Ex-hurricane Ophelia, one of the most potent storms to hit Scotland and Ireland in the last 20 years, has made landfall today.
The ‘potentially life-threatening storm’ may bring 80-100mph gusts of wind and heavy rainfall, warns the Met Office, as meteorologists issued an ‘amber’ – ‘be prepared’ – alert.
Forecasters urge to be on the lookout for flying debris, as well as sweeping waves in the coastal areas.
In the central belt of Scotland, including the Lothians, Edinburgh, Fife and Tayside, gusts of wind are predicted to reach 70mph, and an ‘amber’ warning will remain in place from 00:05 and 15:00 on Monday, October 16.
Meteorologists warn that the dregs of the storm, along with heavy winds and rain, may continue until Tuesday morning, affecting the early commute. Citizens are therefore advised to leave plenty of time for their morning travel.

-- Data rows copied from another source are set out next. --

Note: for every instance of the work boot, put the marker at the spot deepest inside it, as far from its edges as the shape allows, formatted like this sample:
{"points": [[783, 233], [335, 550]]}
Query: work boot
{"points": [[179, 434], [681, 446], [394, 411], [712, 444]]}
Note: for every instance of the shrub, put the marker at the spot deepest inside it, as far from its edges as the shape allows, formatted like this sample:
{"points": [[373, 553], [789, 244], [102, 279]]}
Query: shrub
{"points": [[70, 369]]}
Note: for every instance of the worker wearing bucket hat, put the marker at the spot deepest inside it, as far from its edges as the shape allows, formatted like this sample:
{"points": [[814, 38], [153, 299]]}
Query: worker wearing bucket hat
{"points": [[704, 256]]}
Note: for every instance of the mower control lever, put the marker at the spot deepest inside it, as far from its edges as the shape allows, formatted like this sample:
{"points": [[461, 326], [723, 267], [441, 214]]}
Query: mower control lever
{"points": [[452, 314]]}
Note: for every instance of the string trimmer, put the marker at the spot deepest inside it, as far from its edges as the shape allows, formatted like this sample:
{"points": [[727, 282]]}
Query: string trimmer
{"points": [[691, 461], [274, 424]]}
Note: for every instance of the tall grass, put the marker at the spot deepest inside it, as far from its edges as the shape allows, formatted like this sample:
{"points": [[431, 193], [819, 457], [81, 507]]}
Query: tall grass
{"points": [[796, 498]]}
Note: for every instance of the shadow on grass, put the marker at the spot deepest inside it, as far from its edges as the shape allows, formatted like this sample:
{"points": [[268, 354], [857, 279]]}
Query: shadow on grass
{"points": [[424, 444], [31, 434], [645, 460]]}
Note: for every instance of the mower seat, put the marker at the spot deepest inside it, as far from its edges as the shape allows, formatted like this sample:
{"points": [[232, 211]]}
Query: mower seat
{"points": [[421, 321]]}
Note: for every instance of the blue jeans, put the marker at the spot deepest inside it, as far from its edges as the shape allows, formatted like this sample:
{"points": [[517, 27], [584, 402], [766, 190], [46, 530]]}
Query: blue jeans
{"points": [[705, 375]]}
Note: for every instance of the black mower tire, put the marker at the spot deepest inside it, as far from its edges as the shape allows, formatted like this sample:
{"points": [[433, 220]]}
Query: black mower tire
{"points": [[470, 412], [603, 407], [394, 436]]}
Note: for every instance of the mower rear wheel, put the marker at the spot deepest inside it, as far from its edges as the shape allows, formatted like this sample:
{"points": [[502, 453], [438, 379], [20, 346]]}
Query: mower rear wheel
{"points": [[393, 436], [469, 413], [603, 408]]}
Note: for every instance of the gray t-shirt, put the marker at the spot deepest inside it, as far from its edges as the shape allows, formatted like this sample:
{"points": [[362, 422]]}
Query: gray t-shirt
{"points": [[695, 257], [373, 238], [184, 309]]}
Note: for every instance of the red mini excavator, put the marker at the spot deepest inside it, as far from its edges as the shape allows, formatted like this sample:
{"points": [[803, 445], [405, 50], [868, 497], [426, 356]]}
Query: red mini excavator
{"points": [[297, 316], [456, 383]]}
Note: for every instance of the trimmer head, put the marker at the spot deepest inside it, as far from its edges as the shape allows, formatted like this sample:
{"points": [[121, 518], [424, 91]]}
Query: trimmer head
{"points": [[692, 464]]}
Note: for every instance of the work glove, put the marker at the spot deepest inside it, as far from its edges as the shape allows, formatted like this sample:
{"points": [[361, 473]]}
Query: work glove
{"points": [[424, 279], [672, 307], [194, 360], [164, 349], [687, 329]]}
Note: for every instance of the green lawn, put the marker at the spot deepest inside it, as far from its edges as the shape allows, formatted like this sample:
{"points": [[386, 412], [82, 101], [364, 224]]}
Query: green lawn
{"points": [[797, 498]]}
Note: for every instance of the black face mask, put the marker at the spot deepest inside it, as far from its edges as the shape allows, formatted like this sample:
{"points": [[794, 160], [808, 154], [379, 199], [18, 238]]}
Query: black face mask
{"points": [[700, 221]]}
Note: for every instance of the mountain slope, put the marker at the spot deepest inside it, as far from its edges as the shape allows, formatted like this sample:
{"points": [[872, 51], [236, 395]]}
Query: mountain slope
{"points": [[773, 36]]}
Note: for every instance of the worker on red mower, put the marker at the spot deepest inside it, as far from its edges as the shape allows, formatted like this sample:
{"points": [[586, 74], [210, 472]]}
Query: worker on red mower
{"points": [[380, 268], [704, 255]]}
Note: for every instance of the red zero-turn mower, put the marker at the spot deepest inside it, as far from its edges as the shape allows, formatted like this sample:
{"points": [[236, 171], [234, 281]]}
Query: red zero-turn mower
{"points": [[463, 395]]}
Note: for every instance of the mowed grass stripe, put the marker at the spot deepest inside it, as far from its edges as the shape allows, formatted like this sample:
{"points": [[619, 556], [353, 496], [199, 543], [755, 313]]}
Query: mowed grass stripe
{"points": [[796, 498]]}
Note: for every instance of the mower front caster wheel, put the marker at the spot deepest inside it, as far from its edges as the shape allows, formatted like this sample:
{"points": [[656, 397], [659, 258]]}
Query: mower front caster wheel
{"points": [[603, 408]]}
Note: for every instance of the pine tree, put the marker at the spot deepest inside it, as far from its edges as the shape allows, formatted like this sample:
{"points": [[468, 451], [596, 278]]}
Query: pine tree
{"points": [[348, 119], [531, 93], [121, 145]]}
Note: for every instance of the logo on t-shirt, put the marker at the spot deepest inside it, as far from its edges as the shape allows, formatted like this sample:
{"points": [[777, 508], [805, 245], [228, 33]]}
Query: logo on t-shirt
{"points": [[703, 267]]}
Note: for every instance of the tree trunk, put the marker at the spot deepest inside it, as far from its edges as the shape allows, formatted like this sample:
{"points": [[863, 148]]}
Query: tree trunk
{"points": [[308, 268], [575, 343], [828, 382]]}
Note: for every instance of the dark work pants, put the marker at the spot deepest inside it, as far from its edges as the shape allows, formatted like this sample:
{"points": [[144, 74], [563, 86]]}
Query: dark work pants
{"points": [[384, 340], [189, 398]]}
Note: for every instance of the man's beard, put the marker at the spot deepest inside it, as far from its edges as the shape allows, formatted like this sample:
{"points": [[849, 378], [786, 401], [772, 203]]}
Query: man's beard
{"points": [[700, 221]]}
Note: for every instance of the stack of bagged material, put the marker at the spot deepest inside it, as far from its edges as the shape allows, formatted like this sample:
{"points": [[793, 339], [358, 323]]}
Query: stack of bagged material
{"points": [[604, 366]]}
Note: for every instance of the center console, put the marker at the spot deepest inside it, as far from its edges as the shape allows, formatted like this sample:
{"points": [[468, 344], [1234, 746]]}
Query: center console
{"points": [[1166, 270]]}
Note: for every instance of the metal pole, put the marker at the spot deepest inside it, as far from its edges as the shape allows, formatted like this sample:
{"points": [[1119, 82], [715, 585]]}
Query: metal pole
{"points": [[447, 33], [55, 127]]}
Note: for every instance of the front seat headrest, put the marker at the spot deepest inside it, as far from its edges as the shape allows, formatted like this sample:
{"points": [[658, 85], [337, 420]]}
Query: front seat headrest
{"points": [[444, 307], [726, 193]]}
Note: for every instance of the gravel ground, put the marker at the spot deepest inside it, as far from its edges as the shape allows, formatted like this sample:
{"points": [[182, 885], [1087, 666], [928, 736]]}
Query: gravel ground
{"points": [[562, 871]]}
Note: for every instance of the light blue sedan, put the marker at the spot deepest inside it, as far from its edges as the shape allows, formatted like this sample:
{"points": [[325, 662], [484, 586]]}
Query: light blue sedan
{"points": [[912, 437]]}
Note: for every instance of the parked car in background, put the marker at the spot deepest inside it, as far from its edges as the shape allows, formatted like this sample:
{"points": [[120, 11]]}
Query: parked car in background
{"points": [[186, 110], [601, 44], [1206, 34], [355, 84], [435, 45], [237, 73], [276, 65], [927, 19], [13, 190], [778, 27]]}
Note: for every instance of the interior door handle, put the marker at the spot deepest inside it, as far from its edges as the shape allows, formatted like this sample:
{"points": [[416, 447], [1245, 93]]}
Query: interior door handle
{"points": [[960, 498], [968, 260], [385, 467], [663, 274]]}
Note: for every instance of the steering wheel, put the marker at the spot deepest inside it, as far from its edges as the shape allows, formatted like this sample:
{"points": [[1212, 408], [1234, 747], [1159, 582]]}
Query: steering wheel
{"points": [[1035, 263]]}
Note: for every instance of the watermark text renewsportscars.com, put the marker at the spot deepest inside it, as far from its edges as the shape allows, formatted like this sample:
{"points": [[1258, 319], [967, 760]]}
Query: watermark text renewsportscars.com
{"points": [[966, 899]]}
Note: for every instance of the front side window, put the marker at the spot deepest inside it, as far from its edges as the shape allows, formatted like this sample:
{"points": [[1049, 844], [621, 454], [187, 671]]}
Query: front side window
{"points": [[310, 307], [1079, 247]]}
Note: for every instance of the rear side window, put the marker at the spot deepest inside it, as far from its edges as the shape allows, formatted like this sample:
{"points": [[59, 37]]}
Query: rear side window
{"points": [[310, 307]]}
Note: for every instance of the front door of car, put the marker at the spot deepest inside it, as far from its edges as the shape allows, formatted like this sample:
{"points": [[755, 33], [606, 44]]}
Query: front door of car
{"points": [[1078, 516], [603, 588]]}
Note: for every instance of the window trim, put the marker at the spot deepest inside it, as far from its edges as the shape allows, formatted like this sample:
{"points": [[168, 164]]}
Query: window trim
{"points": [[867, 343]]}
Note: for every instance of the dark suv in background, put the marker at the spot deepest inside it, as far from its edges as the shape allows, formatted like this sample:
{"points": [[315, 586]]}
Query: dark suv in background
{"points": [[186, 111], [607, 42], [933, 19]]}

For other parts of Scotland, including Strathclyde, Dumfries and Galloway, South Ayrshire and Argyll and Bute, the Met Office has extended the ‘amber’ warnings until 23:00 on Monday.
In southern Ireland, transportation lines have already been disrupted, with numerous flights being grounded and ferries cancelled. Thousands of people in the south and west of the country have also been left without power, as the storm continues its route east.